Reviewed by: Suad Bejtovic, Bosnian Movie Critic

Directed by:  David Fincher

Starring:  Edward Norton, Brad Pitt, Helena Bonham Carter, Meat Loaf

     I try to keep my impressions about the movie until after leaving the theatre, but seeing the final shots of Fight Club, I could not help myself. I was laughing out loud before I left my seat. Not because the movie is funny, which it is, or because the movie is bad, which is not. I laughed because the movie stayed consistent with itself until the very end, throwing surprises at the viewer, and not just for the sake of the surprise. The very last shot in the movie is brief, just a few frames, but if you were able to follow the movie closely, you’ll know what you saw.

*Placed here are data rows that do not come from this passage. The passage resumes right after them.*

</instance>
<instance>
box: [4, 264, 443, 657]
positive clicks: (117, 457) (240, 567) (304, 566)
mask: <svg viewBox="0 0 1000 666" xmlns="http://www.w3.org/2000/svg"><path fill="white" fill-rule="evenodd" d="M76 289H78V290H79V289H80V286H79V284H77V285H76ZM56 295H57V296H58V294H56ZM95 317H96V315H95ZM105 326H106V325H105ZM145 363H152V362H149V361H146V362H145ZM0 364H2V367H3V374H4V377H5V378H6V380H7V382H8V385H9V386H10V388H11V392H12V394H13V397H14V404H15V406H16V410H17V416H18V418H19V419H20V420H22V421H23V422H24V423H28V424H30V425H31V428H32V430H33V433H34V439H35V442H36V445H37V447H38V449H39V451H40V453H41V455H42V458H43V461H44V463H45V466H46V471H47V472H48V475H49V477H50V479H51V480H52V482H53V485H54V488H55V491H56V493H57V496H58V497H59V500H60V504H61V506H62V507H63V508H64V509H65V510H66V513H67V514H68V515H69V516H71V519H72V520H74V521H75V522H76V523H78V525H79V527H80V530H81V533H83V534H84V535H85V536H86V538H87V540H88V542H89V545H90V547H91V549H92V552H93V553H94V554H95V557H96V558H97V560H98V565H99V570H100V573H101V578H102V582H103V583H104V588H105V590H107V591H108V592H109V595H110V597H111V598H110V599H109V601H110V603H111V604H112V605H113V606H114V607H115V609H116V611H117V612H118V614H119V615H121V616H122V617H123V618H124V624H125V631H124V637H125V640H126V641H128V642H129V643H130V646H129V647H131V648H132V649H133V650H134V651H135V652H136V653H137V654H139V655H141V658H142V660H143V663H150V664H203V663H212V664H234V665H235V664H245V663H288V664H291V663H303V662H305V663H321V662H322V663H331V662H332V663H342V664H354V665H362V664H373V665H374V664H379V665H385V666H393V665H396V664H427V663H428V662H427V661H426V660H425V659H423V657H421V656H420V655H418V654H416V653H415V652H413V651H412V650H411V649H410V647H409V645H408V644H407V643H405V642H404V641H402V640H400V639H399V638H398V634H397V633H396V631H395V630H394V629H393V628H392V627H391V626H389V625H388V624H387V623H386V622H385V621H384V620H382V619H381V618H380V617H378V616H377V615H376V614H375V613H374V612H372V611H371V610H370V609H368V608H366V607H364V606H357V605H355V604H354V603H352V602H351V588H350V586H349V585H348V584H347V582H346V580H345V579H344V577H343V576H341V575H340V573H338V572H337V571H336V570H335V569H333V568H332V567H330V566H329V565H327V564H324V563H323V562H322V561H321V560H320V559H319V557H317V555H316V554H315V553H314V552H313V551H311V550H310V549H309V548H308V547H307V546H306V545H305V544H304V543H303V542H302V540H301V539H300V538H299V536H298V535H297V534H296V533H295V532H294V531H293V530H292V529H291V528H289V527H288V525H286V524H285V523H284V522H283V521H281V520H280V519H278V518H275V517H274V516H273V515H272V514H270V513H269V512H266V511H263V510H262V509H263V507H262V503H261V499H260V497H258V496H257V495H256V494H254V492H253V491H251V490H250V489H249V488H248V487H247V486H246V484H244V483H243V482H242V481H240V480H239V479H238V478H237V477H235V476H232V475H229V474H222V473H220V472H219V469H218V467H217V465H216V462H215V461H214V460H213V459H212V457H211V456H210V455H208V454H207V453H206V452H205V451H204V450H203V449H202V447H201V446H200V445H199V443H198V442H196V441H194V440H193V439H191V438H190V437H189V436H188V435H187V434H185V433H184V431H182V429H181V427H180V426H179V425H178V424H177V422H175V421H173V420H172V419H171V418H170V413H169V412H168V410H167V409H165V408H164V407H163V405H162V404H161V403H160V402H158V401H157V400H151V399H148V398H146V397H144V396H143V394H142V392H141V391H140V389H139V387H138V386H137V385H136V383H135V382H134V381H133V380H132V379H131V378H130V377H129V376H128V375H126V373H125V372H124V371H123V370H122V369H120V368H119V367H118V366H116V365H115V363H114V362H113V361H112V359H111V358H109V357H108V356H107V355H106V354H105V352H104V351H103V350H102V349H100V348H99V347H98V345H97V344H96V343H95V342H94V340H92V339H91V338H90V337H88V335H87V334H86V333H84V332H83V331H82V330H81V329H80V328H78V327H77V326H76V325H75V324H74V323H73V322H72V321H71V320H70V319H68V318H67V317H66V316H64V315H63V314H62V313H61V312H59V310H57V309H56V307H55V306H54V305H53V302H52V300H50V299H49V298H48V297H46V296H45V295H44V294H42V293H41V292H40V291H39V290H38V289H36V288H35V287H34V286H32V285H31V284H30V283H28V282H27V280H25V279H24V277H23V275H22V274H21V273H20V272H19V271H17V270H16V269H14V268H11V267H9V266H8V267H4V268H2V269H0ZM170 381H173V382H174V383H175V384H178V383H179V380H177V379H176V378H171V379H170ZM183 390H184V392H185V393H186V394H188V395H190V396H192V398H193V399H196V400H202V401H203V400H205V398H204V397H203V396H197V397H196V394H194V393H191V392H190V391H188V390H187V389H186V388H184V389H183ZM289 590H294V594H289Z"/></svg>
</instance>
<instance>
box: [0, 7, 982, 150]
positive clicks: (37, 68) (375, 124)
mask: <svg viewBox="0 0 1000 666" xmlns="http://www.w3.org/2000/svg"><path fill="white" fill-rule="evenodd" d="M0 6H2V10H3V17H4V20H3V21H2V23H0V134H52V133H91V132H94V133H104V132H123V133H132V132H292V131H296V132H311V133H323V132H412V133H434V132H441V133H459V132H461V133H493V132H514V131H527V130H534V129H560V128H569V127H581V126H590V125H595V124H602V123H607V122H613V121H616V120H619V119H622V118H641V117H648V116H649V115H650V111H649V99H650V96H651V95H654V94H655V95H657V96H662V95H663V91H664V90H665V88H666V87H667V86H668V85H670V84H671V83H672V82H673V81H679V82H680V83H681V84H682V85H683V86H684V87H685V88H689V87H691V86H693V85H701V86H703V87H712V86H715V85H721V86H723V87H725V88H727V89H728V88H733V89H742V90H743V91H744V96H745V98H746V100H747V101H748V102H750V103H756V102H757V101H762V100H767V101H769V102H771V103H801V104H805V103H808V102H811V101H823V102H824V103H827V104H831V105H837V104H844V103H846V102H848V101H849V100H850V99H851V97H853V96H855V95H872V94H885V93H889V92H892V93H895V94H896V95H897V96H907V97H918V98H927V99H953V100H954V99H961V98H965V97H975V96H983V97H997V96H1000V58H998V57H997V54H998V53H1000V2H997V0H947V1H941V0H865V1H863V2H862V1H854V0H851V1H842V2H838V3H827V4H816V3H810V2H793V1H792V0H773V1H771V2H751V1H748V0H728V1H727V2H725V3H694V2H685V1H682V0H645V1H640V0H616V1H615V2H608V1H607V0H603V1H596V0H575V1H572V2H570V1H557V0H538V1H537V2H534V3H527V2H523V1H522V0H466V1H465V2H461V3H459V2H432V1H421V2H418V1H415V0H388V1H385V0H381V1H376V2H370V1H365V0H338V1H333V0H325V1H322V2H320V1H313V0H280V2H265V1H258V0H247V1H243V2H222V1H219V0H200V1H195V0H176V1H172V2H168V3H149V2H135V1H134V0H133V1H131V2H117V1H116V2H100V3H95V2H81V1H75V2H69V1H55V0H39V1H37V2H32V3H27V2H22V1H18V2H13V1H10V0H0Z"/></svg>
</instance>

Fincher uses flash-back narration, done by Edward Norton, to start telling the story of a narrator and his alter ego, played by Brad Pitt. In the opening sequence, the camera travels through his brain, finding his mouth on the receiving end of a barrel of a gun. First word he mutters are: "I can’t think of anything", said on the Pitt’s request to say something. Many minutes later, but in the same scene, near the ending of the movie, the line becomes "I still can’t think of anything", which squeezes a chuckle out of Pitt himself. "Flash-back humor", he says, "I like that". So do I! This fine sociological study in schizophrenia and megalomania is actually more funny than it is violent. My favorite line comes from the scene where Pitt and Norton break into the medical waste dump in a lyposuction clinic to get human fat in order to make expensive soap. "We’re selling rich women’s fat asses right back to them!", they say.

Two main characters meet seemingly by chance, and develop a secret underground club, where disillusioned males embark in bare-knuckling matches, driven by their individual quests for direction in life, and guided by strange code of honor, written in blood, sealed with adrenaline. There is a woman between them, but they all have different relationships within themselves. The club evolves into a guerilla, responsible for minor and not-so-minor destructive diversions around the city. Enter twist.

Norton’s character usually refers to himself as Jack, or, more specifically, Jack’s specific organ or emotion, as in "I’m Jack’s inflamed sense of rejection". He has a boring job and a jerk for a boss, but as a newly freed individual resolves his business status much in the manner Lester Burnham does it in American Beauty. He is intoxicated by Pitt’s character, Tyler Durden, who lacks inhibition, just as Jack lacks personal freedom. Tyler is Jack, but Jack of all trades. He is explosive, hedonist and a rebel. He seems like he has a purpose in life, and their newly found club is giving him all the attention his ego needs. He’s a born leader, so capable of mass control it’s not even amazing any more. His best line might be after a self-induced car-accident - "We had a near life experience!" Two actors are superb, too. Pitt has surpassed even the level of his performance in "12 monkeys", one of his finest efforts so far. And Norton still proves he’s the best actor of his generation, and I live for the day when he gets to repeat his line from the movie, after he gave a cop the impression he actually cared for his "previous life" - "I’d like to thank the Academy..."

As for the twist, it’s much more complex than the one in Sixth sense, with which it is often compared, but it does make you think, it does make many jokes smarter and it does make you want to see the movie again. It brings these two seemingly opposite characters in a unique relationship, which resolves the movie in a very original way. The irony remains subtle, and is missed by most, but the movie stands above controversial rumors. It is violent, but in a way "Pulp fiction" was violent (I have never laughed so hard in a theatre, than when I saw Travolta blowing the guy’s head off in his Chevy Nova). Fight Club is, first of all, smart. It has a story, knows how to tell it, and it doesn’t back off for a second, till the aforementioned last shot. And the story is an important and serious one, and needs to be heard.